Search code examples
pythonscipysignal-processingsmoothing

What is the most efficient way to filter (smooth) continuous streaming data


I am in the process of making my own system monitoring tool. I'm looking to run a filter (like a Gaussian filter or similar) on a continuous stream of raw data that i'm receiving from a device (My cpu % in this case).

The collection of data values is n elements long. Every time this piece of code runs it appends the new cpu value and removes the oldest keeping the collection at a length of n essentially a deque([float('nan')] * n, maxlen=n) where n is the length of the graph i'm plotting to.

then it filters the whole collection through a Gaussian filter creating the smoothed data points and then plots them, creating an animated graph similar to most system monitors cpu % graphs found on your computer.

This works just fine... However there has to be a more efficient way to filter the incoming data instead of running a filter on the whole data set every time a new data val is added (in my case the graph updates every .2 sec)

I can think of ways to do it without filtering the whole list but im not sure they are very efficient. Is there anything out there in the signal processing world that will work for me? Apologies if my explanation is a bit confusing, I'm very new to this.

from scipy.ndimage.filters import gaussian_filter1d

# Not my actual code but hopefully describes what im doing
def animate():  # function that is called every couple of milliseconds to animate the graph
    # ... other stuff
    values.append(get_new_val) # values = collection of data vals from cpu
    line.set_ydata(gaussian_filter1d(values, sigma=4)) # line = the line object used for graphing 
    # ... other stuff
    graph_line(line)  # function that graphs the line

tl;dr: looking for an optimized way to smooth raw streaming data instead of filtering the whole data set every pass.


Solution

  • I've never used one, but what you need like sounds what a Savitzky–Golay filter is for. It is a local smoothing filter that can be used to make data more differentiable (and to differentiate it, while we're at it).

    The good news is that scipy supports this filter as of version 0.14. The relevant part of the documentation:

    scipy.signal.savgol_filter(x, window_length, polyorder, deriv=0, delta=1.0, axis=-1, mode='interp', cval=0.0)
    
      Apply a Savitzky-Golay filter to an array.
      This is a 1-d filter. If x has dimension greater than 1, axis determines the axis along which the filter is applied.
      Parameters:   
    
      x : array_like
          The data to be filtered.
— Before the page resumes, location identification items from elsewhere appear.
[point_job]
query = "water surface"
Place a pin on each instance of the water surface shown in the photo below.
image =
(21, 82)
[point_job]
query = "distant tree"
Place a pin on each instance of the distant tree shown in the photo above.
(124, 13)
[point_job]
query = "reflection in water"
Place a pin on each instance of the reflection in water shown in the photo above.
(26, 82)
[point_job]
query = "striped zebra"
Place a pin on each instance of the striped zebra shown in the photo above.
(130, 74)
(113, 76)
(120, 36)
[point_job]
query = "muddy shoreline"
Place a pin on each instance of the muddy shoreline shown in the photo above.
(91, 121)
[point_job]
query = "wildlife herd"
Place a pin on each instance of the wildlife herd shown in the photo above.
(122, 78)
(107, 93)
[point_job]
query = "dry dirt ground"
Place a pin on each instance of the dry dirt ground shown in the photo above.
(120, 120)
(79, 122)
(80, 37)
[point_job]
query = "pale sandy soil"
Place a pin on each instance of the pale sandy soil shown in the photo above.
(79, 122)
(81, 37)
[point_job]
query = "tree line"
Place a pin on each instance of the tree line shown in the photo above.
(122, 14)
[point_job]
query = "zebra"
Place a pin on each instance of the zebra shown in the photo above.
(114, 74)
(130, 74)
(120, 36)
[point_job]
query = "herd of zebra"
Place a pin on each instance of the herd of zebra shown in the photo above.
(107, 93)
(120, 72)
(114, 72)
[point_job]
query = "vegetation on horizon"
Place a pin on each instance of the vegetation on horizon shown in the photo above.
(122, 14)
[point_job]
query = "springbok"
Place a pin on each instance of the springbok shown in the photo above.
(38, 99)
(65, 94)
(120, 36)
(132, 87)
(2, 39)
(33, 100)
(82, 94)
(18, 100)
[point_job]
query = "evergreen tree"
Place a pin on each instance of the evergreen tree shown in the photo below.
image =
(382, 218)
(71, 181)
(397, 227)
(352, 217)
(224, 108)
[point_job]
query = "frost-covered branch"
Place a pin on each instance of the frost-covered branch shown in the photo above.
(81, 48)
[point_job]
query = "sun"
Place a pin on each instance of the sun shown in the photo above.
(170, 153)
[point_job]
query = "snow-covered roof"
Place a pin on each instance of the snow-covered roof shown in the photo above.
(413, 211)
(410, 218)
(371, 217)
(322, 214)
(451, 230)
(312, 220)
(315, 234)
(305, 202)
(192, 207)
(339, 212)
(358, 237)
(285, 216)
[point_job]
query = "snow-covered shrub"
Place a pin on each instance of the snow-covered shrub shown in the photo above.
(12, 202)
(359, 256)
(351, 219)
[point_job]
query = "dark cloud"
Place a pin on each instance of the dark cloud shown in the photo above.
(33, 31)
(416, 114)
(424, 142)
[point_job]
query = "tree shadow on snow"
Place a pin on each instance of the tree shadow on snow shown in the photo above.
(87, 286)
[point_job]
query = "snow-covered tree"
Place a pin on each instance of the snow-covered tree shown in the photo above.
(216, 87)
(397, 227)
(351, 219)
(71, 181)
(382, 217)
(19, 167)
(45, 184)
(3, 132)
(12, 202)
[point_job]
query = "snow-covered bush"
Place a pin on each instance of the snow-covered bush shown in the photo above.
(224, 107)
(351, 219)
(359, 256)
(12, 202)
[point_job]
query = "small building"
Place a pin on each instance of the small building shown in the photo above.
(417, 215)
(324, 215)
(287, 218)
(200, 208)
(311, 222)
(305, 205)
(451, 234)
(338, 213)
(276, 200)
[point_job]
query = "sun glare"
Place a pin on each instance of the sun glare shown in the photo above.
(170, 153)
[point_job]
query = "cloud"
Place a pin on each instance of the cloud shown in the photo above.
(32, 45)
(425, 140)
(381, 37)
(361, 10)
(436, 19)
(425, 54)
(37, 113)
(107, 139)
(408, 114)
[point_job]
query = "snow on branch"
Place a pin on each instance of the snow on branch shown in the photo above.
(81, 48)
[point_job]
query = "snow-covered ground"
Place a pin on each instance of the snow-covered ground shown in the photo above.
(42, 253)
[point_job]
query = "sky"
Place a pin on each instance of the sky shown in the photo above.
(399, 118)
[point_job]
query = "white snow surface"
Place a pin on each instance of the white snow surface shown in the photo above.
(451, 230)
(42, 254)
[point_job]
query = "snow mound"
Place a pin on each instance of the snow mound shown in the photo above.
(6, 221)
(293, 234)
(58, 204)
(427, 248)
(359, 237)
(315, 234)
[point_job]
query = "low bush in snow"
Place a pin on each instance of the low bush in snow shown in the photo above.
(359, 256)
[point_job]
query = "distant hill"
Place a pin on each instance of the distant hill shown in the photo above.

If x is not a single or double precision floating point array, it will be converted to type numpy.float64 before ftering.
      window_length : int
          The length of the filter window (i.e. the number of coefficients). window_length must be a positive odd integer.
      polyorder : int
          The order of the polynomial used to fit the samples. polyorder must be less than window_length.
      [...]
    

    I would first determine a small pair of polynomial order and window size. Instead of working with the full n data points, you only need to smooth a much smaller deque of a length of roughly window_length. As each new data point comes in, you have to append it to your smaller deque, apply the Savitzky–Golay filter, take the new filtered point, and append it to your graph.

    Note, however, that it seems to me that the method is mostly well-defined when not on the edge of the data set. This might mean that for precision's sake you might have to introduce a few measurements' worth of delay, so that you can always use points which are inside a given window (what I mean is that for a given time point you likely need "future" data points to get a reliable filtered value). Considering that your data is measured five times every second, this might be a reasonable compromise if necessary.